Friday, February 12, 2010

Retail Woes Ahead...Tax Cuts Will Help

Retail sales were up modestly in January…0.5%... driven mainly by discount retailers and on-line merchants. Consumers are hunting for bargains. The practical reason is that there is really no job growth occurring and therefore no broad gains in income. But there is also a second reason…an emotional one: consumers are very uncertain about the economy; they are not sold on the news that a recovery has taken hold and will be sustainable. And for good reason…as the recent facts and news back their doubts:

  • The Greek debt woes even though European nations vow a rescue;
  • The stock market has been notably fragile in the last 30 days;
  • Toyota’s alleged cover up of its knowledge for almost a decade of the accelerator pedal problem obviously dents trust in our large corporations;
  • Small banks in particular are still not lending even modestly.

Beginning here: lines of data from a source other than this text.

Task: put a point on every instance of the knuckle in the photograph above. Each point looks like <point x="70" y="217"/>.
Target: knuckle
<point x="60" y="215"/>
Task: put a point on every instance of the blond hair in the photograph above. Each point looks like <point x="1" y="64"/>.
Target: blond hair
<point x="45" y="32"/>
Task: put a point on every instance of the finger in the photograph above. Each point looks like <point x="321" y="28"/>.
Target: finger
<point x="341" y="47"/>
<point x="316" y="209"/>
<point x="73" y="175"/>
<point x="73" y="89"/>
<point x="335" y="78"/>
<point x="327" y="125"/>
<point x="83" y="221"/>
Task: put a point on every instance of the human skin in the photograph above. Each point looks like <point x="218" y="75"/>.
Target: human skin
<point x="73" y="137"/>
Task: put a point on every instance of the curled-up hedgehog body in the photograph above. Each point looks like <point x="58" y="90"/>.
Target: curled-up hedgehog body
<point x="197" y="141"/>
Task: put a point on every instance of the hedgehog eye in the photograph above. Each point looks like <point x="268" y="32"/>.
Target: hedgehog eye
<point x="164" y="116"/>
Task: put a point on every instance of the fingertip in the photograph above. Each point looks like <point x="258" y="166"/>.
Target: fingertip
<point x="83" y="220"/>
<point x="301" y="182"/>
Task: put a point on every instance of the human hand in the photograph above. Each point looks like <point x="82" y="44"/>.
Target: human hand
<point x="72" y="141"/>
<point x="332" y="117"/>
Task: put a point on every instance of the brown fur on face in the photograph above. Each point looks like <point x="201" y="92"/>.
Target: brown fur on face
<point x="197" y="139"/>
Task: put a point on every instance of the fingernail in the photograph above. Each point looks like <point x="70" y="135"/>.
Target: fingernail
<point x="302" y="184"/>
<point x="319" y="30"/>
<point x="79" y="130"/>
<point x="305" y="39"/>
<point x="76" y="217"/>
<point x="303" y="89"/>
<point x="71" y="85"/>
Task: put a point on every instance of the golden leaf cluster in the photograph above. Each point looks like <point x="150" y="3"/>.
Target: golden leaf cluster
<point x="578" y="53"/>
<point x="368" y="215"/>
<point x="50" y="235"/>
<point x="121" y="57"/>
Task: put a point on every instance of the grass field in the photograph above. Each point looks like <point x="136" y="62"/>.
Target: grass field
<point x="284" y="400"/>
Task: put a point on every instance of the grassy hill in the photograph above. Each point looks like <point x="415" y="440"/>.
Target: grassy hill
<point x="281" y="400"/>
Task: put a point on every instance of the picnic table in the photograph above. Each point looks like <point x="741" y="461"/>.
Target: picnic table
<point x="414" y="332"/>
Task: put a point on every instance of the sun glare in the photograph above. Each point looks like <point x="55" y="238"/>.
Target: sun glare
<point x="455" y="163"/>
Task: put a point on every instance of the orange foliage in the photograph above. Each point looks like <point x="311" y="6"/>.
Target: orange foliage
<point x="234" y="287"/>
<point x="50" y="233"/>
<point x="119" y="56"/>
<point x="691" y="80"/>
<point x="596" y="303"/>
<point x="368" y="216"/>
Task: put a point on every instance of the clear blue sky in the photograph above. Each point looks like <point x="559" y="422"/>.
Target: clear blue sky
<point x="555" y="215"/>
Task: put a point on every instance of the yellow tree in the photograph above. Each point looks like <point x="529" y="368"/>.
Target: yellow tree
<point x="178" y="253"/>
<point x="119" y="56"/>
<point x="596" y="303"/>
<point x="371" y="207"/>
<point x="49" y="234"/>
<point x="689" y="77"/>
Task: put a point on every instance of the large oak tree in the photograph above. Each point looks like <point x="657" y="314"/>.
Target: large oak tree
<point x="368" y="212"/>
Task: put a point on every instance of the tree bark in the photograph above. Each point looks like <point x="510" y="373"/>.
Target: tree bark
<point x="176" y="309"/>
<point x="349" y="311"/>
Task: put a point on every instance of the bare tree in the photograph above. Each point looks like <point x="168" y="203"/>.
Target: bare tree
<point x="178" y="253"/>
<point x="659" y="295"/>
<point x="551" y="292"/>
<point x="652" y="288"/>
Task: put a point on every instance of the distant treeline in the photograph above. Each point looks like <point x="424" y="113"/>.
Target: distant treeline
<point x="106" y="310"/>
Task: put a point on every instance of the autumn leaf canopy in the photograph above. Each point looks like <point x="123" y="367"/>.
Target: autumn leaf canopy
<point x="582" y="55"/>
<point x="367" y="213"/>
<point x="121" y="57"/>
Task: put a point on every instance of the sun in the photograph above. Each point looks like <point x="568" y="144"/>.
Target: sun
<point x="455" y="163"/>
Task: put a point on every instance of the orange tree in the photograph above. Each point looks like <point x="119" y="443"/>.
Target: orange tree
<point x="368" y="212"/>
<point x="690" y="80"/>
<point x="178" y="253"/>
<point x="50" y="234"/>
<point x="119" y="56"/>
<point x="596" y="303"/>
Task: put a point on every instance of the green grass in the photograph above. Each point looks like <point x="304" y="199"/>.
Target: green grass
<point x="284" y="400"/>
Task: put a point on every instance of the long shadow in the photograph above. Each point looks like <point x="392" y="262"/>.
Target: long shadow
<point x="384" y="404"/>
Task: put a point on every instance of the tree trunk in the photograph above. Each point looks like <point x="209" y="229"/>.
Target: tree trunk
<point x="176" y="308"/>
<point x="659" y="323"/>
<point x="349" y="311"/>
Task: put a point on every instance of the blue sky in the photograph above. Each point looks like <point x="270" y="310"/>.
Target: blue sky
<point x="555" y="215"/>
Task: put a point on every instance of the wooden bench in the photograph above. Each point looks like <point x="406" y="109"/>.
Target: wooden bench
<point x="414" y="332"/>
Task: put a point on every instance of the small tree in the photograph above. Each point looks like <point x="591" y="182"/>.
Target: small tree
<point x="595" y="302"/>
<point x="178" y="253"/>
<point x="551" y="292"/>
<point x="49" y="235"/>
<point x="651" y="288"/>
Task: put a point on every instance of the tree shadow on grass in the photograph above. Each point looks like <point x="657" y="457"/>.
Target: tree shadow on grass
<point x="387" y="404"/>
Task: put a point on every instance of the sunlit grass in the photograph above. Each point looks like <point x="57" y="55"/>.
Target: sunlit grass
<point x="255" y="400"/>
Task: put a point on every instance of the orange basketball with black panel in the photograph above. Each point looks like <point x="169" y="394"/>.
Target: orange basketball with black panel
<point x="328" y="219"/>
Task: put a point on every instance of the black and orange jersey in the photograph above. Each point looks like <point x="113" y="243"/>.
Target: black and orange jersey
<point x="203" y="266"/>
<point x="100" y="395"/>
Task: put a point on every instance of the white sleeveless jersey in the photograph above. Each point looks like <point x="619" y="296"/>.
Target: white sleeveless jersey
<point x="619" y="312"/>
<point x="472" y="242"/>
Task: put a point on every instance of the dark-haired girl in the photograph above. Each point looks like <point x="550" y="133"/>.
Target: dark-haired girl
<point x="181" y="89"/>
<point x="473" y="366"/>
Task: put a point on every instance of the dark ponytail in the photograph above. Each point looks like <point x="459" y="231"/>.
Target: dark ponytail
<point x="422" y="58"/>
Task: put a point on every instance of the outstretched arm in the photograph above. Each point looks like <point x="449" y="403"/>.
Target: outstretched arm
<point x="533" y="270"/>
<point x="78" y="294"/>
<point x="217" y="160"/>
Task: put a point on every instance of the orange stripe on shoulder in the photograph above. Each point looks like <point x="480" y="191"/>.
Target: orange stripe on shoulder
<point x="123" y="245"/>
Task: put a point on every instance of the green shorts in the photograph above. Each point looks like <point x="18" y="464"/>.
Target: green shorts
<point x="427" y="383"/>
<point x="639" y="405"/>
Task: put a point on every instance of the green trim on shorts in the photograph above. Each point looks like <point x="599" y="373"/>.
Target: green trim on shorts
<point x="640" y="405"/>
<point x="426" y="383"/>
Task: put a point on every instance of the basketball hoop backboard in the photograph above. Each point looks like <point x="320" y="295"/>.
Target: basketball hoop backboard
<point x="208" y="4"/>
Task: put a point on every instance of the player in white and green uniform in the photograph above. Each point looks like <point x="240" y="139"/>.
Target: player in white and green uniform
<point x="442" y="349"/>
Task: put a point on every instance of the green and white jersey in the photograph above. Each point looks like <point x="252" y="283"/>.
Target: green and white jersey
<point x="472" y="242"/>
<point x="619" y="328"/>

And when you’re not sure…you don’t spend much.

In war, uncertainty gets you killed, which is what happened at Fort Hood. In the economy, it gets you little or modest spending, which is what has happened in the last couple of months. And since consumer spending accounts for two-thirds of economic activity, an uncertain or uncomfortable consumer means lackluster growth.

What is really needed to promote sustainable retail sales is a bold new move on Washington’s part: stimulus aimed directly at American households in the form of tax cuts. Not token tax cuts, significant cuts. This is the one type of fiscal stimulus that has always jump-started economic growth in the past. And it can do it again.